Sports betting is present for thousands of years since the ancient Romans used to bet at chariot races or the circus. Those are the furthest traces of sports betting we know, and to this day it has come a long way of improvements to this day. It has been evaluated to a whole different level. Now it is possible to bet and calculate the possible outcome from the comfort of your home, via mobile phone, or another smart device.
Nowadays, sports betting is considered a field of investments and has great similarities with well-known stock markets. Having a successful run in betting and getting high profits from it is a difficult endeavor, but there is ROI to assist you in at least figuring out what alternatives and strategies are excellent to pursue and which are not.
Betting is all about making incremental improvements to your betting tactics, and your ROI should gradually grow over time. The most essential thing to remember is to bet with tiny amounts of money; otherwise, you will not remain long until you declare bankruptcy.
What is ROI?
From a financial standpoint, Return on Investment (ROI) is a fundamental metric that calculates how much money someone gets back for the money they invested. From the gambling aspect, ROI compares actual earnings to the invested amount of money.
To paint a picture, let’s give a short example: Let’s say you picked a football team that has a match tonight, and you believe they are going to win. The odd of that happening is 2.00. You invested $100 and your gambling skill has prevailed and you got the money – $200 is yours! But, did you really win $200? The gambling store has paid out you $200 but considering your invested money which is $100, we come to the conclusion you just made a $100 clear profit.

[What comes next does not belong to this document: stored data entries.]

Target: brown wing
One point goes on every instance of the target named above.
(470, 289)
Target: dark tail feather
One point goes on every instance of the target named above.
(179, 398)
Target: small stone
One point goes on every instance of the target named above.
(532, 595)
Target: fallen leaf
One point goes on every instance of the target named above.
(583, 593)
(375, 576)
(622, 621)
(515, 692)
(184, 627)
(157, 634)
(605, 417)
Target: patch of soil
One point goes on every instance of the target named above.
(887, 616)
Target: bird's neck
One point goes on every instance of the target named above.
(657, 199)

Simple calculation: $100 invested * 2.00 odd = $200. Subtract the initial bet of $100 = $100 net profit!
That’s the thing ROI covers, and what we are going to explain in this article!
What is considered a good ROI?
Bookmakers usually observe the success of teams and players, as well as the money when odds are determined. The most likely outcome is reflected by the lowest return (the smallest odds).

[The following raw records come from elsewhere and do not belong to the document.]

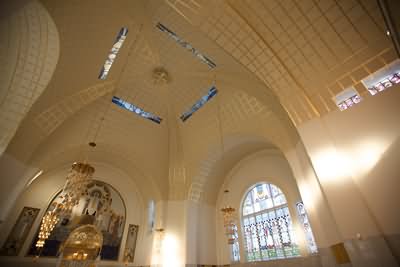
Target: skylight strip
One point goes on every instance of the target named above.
(138, 111)
(204, 99)
(113, 53)
(186, 45)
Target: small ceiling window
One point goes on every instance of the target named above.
(204, 99)
(135, 109)
(347, 98)
(113, 53)
(186, 45)
(383, 78)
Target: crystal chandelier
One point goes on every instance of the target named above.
(228, 214)
(227, 211)
(74, 189)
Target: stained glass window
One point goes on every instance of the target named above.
(113, 53)
(131, 107)
(301, 211)
(383, 78)
(204, 99)
(235, 253)
(347, 98)
(267, 226)
(186, 45)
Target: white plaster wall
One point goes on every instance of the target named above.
(266, 166)
(355, 154)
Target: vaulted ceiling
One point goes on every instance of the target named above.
(279, 63)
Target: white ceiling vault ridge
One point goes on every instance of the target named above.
(278, 65)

If you invested $10 each bet on 500 games and generated a net profit of $300, your ROI is then 6%. This means that for every $10 you invest, you will receive $10.6 back, for a profit of 60 cents for every $10 wager.

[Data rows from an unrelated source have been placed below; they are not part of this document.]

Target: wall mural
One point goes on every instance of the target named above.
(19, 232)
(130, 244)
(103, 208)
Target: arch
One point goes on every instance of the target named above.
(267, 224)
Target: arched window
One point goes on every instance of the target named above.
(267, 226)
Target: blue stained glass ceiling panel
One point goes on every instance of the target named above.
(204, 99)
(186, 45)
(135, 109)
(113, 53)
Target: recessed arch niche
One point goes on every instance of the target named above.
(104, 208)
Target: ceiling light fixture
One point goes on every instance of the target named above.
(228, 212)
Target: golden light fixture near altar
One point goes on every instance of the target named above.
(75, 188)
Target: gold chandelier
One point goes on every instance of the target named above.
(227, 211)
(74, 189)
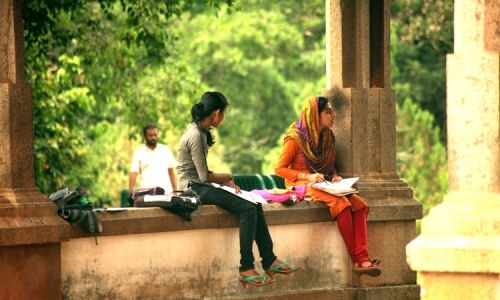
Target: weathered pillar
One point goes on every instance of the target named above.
(458, 252)
(30, 230)
(358, 81)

Every ROI from 5% to 10% is considered a good ROI. It is easier to have a better ROI when a person bets within the smaller limit on small markets than to make it on bigger markets with a bigger limit. If you can get an ROI of more than 5% over a long period of time and just in large markets, you may consider yourself a successful bookmaker. But no one can keep the level of success in sports betting over a long period of time! On the other hand, anyone can have a successful spell in the short run.
How to calculate ROI?
The number of bets plays an important factor in calculating ROI and it represents a crucial aspect of it. A bookmaker with an ROI of 5% after 1.000 bets is more successful than a player who has an ROI of 10% after 100 bets. As we mentioned earlier, no one can keep the level of success in sports betting over a long period of time.
To calculate ROI, you just need to simply divide your net profit by your overall turnover. For instance, if you developed a system with 300 games and you won 25 of them, your sports betting ROI would be calculated: (25 units X $100) / (300 games X $100) = 0.08. This method would have an 8 percent return on an investment expressed in percentage terms.
ROI is the most effective technique to assess the performance of a betting strategy. It helps us in evaluating whether a system is genuinely lucrative and beneficial and whether we should change or continue with it. It can easily be calculated with the formula we explained above so if you are into betting, you should explore ROI a bit more and direct your betting strategy to it.